After a wander to Piazza di San Lorenzo, it’s time to head back to Panzano.
Our flight home was out of Florence so we booked a hotel there for our last night, so we would have another opportunity to spend more time wandering about this amazing city. The car rental gremlins were at work again (these are the guys who did not have a car for us when we showed up in Florence two weeks earlier, even though it had been booked for two months. They were willing to offer us a van that actually looked more like a mini-school bus to drive around Tuscany in! Are they nuts? A station wagon type vehicle is often too large for a lot of towns!) We arrived in Florence to drop off the car around 11:00am or so and the office was closed. They actually close at 1:30pm on Saturday’s. So we were forced to hang about hoping someone would show up and about one hour later someone finally did, which ate into our “last day” Florence fun stuff!
Have you been to the Mercato Centrale? Well, if you haven’t been there lately, they have added a top floor that we wanted to check out as well as the lampredotto panino from Nerbone. Because of the time wasted returning the car, not only was it crazy busy at Nerbone but the entire place was jammed.
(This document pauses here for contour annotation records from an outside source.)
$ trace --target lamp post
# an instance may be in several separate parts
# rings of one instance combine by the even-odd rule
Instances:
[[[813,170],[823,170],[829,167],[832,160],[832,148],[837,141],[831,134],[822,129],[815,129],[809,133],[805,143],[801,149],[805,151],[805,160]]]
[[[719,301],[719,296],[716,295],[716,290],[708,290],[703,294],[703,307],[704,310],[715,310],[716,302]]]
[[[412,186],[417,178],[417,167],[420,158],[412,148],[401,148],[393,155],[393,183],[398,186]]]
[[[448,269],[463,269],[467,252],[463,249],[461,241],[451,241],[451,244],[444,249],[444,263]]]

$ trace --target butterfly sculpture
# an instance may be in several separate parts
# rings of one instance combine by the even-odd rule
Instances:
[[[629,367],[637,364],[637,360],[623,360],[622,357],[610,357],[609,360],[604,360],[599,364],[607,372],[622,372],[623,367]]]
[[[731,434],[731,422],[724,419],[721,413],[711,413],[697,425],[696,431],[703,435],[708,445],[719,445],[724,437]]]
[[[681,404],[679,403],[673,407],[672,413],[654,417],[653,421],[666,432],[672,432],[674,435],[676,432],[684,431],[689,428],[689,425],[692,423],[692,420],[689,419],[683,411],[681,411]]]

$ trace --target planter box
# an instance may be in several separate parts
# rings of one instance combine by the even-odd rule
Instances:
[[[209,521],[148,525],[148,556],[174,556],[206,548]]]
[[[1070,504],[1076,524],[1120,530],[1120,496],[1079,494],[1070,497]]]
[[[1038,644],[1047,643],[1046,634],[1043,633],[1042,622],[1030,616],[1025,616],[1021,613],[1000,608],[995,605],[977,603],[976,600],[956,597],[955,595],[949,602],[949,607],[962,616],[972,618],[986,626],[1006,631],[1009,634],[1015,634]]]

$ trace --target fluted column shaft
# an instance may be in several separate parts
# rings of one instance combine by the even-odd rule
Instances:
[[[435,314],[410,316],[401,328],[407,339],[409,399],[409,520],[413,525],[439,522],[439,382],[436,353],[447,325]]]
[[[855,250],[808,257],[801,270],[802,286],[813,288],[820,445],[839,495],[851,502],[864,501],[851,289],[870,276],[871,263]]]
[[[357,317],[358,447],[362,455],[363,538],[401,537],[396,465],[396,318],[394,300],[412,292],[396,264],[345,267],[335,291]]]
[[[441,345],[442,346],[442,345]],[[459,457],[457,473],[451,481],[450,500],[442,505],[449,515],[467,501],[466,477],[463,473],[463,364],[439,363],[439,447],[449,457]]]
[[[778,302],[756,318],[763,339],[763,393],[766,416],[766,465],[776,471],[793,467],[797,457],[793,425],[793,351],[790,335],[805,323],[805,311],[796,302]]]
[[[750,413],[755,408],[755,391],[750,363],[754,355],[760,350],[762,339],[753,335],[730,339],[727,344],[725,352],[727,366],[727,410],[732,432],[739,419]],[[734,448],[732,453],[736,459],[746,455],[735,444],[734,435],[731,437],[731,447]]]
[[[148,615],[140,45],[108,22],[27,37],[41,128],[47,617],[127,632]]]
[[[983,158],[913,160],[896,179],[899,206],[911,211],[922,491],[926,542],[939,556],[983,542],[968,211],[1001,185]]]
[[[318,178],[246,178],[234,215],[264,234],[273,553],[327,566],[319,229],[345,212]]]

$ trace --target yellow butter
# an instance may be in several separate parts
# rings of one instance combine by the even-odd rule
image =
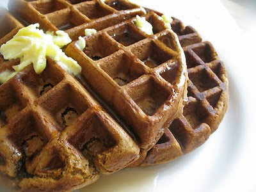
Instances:
[[[81,66],[60,49],[71,42],[68,35],[62,31],[57,31],[57,35],[52,32],[44,33],[38,28],[39,24],[24,28],[3,44],[0,52],[4,59],[20,59],[20,63],[13,67],[16,72],[33,63],[36,73],[40,74],[46,67],[46,56],[49,56],[65,65],[65,68],[70,73],[78,75],[81,71]]]
[[[141,31],[144,31],[147,34],[153,35],[153,27],[150,22],[146,20],[145,17],[141,17],[139,15],[137,15],[134,24]]]
[[[85,40],[80,36],[78,38],[78,41],[76,42],[76,45],[78,49],[83,51],[86,45]]]
[[[0,84],[3,84],[10,79],[13,77],[17,73],[15,72],[11,72],[6,70],[0,73]]]

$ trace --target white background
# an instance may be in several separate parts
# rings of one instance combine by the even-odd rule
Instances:
[[[101,177],[79,191],[256,191],[255,1],[133,1],[181,19],[212,43],[228,70],[228,111],[195,151],[166,164]]]

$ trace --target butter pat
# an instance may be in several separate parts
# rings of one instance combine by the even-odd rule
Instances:
[[[91,36],[92,35],[95,34],[97,33],[97,30],[94,29],[84,29],[84,35],[85,36]]]
[[[6,70],[0,73],[0,84],[3,84],[10,79],[13,77],[17,72]]]
[[[46,67],[46,56],[49,56],[57,63],[67,65],[69,72],[78,75],[81,71],[81,66],[60,49],[71,42],[68,35],[62,31],[57,31],[57,35],[52,32],[44,33],[38,28],[39,24],[24,28],[3,45],[0,52],[4,59],[20,59],[20,63],[13,67],[16,72],[33,63],[36,73],[40,74]]]
[[[164,22],[164,27],[166,29],[172,29],[171,22],[173,19],[171,16],[168,16],[166,15],[163,15],[161,17],[163,20]]]
[[[137,15],[134,24],[147,34],[153,35],[153,27],[150,22],[146,20],[145,17],[140,17],[139,15]]]
[[[76,45],[81,51],[83,51],[85,47],[85,40],[81,36],[78,38],[78,41],[76,42]]]

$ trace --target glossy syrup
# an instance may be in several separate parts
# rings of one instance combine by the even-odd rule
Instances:
[[[145,59],[143,61],[143,62],[144,63],[145,65],[146,65],[147,67],[150,67],[150,68],[155,68],[160,65],[160,63],[159,62],[156,61],[150,56],[149,56],[148,58]]]

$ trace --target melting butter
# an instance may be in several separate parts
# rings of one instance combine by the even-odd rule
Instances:
[[[61,63],[61,67],[65,66],[63,68],[70,73],[76,76],[81,73],[81,67],[77,62],[67,56],[60,49],[71,42],[68,35],[63,31],[57,31],[57,35],[53,32],[44,33],[38,28],[37,23],[20,29],[0,47],[5,60],[20,58],[20,63],[13,67],[15,72],[33,63],[36,73],[40,74],[46,67],[46,56],[49,56],[57,63]]]
[[[164,27],[166,29],[172,29],[171,22],[173,20],[172,17],[166,15],[163,15],[161,18],[164,22]]]
[[[78,41],[76,42],[76,45],[81,51],[83,51],[85,47],[85,40],[81,36],[78,38]]]
[[[6,70],[0,73],[0,84],[3,84],[10,79],[13,77],[17,72]]]
[[[144,31],[148,35],[153,35],[153,27],[150,22],[146,20],[145,17],[141,17],[139,15],[136,15],[136,19],[134,21],[134,24],[138,27],[141,31]]]

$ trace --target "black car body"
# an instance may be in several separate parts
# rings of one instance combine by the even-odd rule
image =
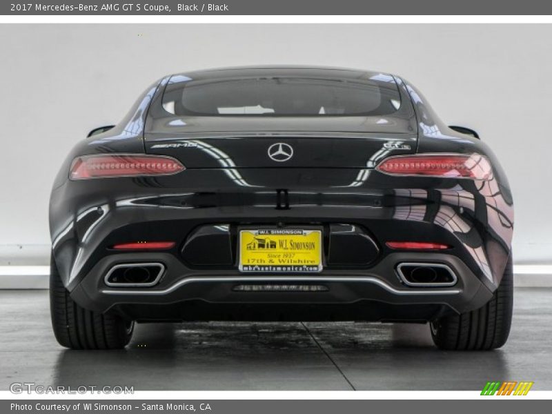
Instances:
[[[456,130],[387,74],[164,77],[78,142],[55,179],[58,340],[121,347],[132,321],[357,320],[431,322],[442,348],[501,346],[512,197],[489,147]],[[244,263],[287,236],[319,260]]]

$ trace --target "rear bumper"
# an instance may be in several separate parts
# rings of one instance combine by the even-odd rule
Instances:
[[[166,266],[161,280],[149,288],[112,288],[105,284],[103,276],[117,264],[159,262]],[[448,266],[457,276],[452,286],[410,287],[402,283],[396,272],[402,262],[432,262]],[[239,285],[317,285],[327,288],[316,292],[237,291]],[[464,312],[488,302],[492,293],[458,257],[440,253],[393,253],[368,270],[324,270],[316,275],[248,275],[231,270],[190,269],[168,253],[113,255],[98,262],[71,294],[81,306],[98,311],[115,309],[139,320],[203,319],[194,313],[198,305],[186,310],[184,302],[202,302],[206,318],[225,319],[226,308],[233,319],[265,320],[266,309],[279,309],[279,319],[305,319],[307,308],[316,306],[324,319],[327,310],[339,315],[333,319],[351,320],[418,320],[422,315],[444,312]],[[395,310],[391,313],[364,312],[356,309],[360,303],[376,303]],[[175,305],[170,306],[170,305]],[[236,308],[239,305],[241,308]],[[306,308],[305,307],[306,306]],[[211,311],[206,310],[210,308]],[[251,311],[247,313],[246,309]],[[259,312],[259,309],[265,310]],[[413,309],[419,311],[415,312]],[[164,310],[161,310],[164,309]],[[257,310],[255,310],[257,309]],[[235,316],[243,314],[242,317]],[[295,316],[294,316],[295,315]],[[308,317],[317,318],[314,315]]]
[[[266,306],[293,310],[299,318],[311,306],[317,309],[313,317],[319,315],[322,319],[327,317],[324,310],[329,309],[329,315],[339,308],[337,313],[347,319],[418,320],[484,304],[498,286],[510,254],[511,205],[490,187],[492,183],[395,179],[352,168],[241,169],[239,179],[219,170],[185,172],[189,186],[184,187],[182,177],[169,176],[68,181],[54,190],[54,257],[66,287],[79,304],[99,311],[116,309],[143,320],[199,319],[201,315],[219,319],[218,311],[199,309],[241,306],[253,309],[245,313],[237,309],[248,319],[273,315],[255,310]],[[235,238],[240,226],[317,227],[326,236],[331,226],[344,223],[362,228],[377,245],[369,263],[325,263],[321,273],[308,275],[238,270]],[[230,228],[229,262],[213,260],[213,266],[199,266],[182,254],[199,228],[220,224]],[[165,253],[110,249],[118,243],[142,240],[177,245]],[[390,240],[440,242],[452,248],[446,253],[400,252],[386,247]],[[325,259],[328,255],[326,246]],[[397,266],[413,262],[446,264],[457,283],[446,288],[406,286],[397,277]],[[104,277],[110,268],[129,262],[159,262],[166,270],[147,288],[125,292],[108,286]],[[234,290],[244,283],[320,284],[327,290]],[[363,313],[359,308],[374,310]]]

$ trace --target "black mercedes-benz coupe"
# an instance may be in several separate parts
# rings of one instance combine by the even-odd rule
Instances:
[[[167,76],[55,179],[54,332],[106,349],[135,322],[428,322],[440,348],[495,348],[513,212],[489,147],[400,77]]]

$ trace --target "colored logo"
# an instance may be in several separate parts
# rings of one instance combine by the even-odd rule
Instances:
[[[482,395],[526,395],[534,383],[529,381],[489,381],[483,387]]]

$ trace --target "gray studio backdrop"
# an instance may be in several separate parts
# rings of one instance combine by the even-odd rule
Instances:
[[[516,263],[552,262],[552,25],[5,24],[0,39],[0,265],[15,253],[47,262],[48,199],[61,160],[152,81],[270,63],[411,81],[445,122],[477,130],[502,161]]]

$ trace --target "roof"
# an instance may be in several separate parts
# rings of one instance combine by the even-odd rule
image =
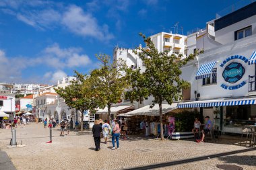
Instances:
[[[34,96],[34,95],[29,95],[25,96],[24,97],[22,97],[22,99],[33,99],[33,96]]]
So…no lampredotto for us! Something else we had avoided on previous visits to Florence was going inside the Duomo, I know, can you believe it? So after bad pizza somewhere I won’t mention (OK, there is a review I did on Tripadvisor), we finally did go inside… that dome! Afterwards we walked around behind the Duomo where we stopped and listened to an awesome three piece string band. A special treat for us on our last day here!
After relaxing across from Santa Maria Novella enjoying a Shakerato, it’s time to head to the hotel for a bit of down time, print off boarding passes and for me to write in my journal. Picture if you can, me sitting on the bed writing in my journal, the windows and shutters thrown open, a breeze fluttering the curtains, a view of Florentine rooftops, blue sky, birds singing, church bells ringing…it brings tears to my eyes!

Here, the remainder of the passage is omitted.